Futurescale, Inc. PureMVC Home

The PureMVC Framework Code at the Speed of Thought


Over 10 years of community discussion and knowledge are maintained here as a read-only archive.

New discussions should be taken up in issues on the appropriate projects at https://github.com/PureMVC

Show Posts

* | |

  Show Posts
Pages: [1]
1  PureMVC Manifold / Standard Version / Re: Where to validate data on: September 22, 2009, 01:31:59
Hi Cliff, thanks again for your answer.

Maybe "string" was a little bit misleading. Its not an input string from a text field. Actually the string is a path which is used for navigation inside the page. The validation checks if all pre-conditions for the requested content are met. After the validation it's not sent back to the mediator it comes from, but to other ones which are responsible for showing the content, updating SWFAddress ect.

In the scenario you described in your last post the validation should be in view component, no doubt. But in my case it rather is responsible for the page flow. Maybe I should have put more details in my earlier posts, I'm sorry.
2  PureMVC Manifold / Standard Version / Re: Where to validate data on: September 18, 2009, 01:50:46
Thanks for your advice!

The data comes from several view components and the validation process involves sending different notifications depending on the result. If I put this into the view components, I would have to modify all of them if the validation changes - and I'm sure it will change =)

I wasn't sure if should put it into a command or if its the job of a proxy.
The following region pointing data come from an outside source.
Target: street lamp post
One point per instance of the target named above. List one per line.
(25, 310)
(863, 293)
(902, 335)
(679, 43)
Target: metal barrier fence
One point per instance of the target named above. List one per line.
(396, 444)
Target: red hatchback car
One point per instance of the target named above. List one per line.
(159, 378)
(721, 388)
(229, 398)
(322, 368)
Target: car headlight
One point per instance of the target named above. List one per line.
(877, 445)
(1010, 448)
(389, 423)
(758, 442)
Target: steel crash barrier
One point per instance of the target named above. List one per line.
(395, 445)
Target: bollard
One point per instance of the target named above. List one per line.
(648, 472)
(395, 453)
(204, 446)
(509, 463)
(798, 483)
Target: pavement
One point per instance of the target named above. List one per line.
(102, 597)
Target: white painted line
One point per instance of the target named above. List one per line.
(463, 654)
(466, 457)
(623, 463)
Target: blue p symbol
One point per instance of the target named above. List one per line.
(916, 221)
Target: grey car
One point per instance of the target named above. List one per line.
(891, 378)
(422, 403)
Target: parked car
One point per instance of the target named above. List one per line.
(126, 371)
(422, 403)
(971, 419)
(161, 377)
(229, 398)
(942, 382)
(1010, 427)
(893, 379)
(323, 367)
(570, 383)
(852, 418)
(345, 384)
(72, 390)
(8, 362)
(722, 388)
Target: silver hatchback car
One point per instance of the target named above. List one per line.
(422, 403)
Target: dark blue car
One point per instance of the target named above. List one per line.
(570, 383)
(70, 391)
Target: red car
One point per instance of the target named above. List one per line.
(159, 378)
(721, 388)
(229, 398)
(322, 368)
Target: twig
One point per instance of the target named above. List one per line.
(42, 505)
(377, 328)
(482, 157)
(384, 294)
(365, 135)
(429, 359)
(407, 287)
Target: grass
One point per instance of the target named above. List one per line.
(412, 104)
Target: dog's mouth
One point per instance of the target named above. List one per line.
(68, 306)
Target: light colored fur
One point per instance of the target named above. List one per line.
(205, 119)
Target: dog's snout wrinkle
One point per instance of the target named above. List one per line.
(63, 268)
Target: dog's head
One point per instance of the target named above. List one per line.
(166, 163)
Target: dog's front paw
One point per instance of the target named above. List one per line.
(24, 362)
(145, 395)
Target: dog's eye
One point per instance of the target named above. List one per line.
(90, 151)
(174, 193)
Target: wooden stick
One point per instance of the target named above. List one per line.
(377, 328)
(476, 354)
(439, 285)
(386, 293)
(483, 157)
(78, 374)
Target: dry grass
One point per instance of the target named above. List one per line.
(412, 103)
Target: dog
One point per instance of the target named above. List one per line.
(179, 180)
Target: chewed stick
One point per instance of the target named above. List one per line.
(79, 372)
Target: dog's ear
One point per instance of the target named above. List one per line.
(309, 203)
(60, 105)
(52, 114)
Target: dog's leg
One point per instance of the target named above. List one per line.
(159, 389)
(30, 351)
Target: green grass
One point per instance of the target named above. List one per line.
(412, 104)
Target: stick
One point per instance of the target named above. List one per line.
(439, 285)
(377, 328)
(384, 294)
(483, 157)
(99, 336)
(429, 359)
But according to the second part of your answer, I'll put it into a command.



3  PureMVC Manifold / Standard Version / Where to validate data on: September 17, 2009, 09:31:25
Hi, I need to validate data (a string) which is send as notification body by several mediators. Should I do this validation in a command or in a proxy?

Doing it ina command would mean that the command has to execute other commands or send notifications depending on the validation result. Is this common practice?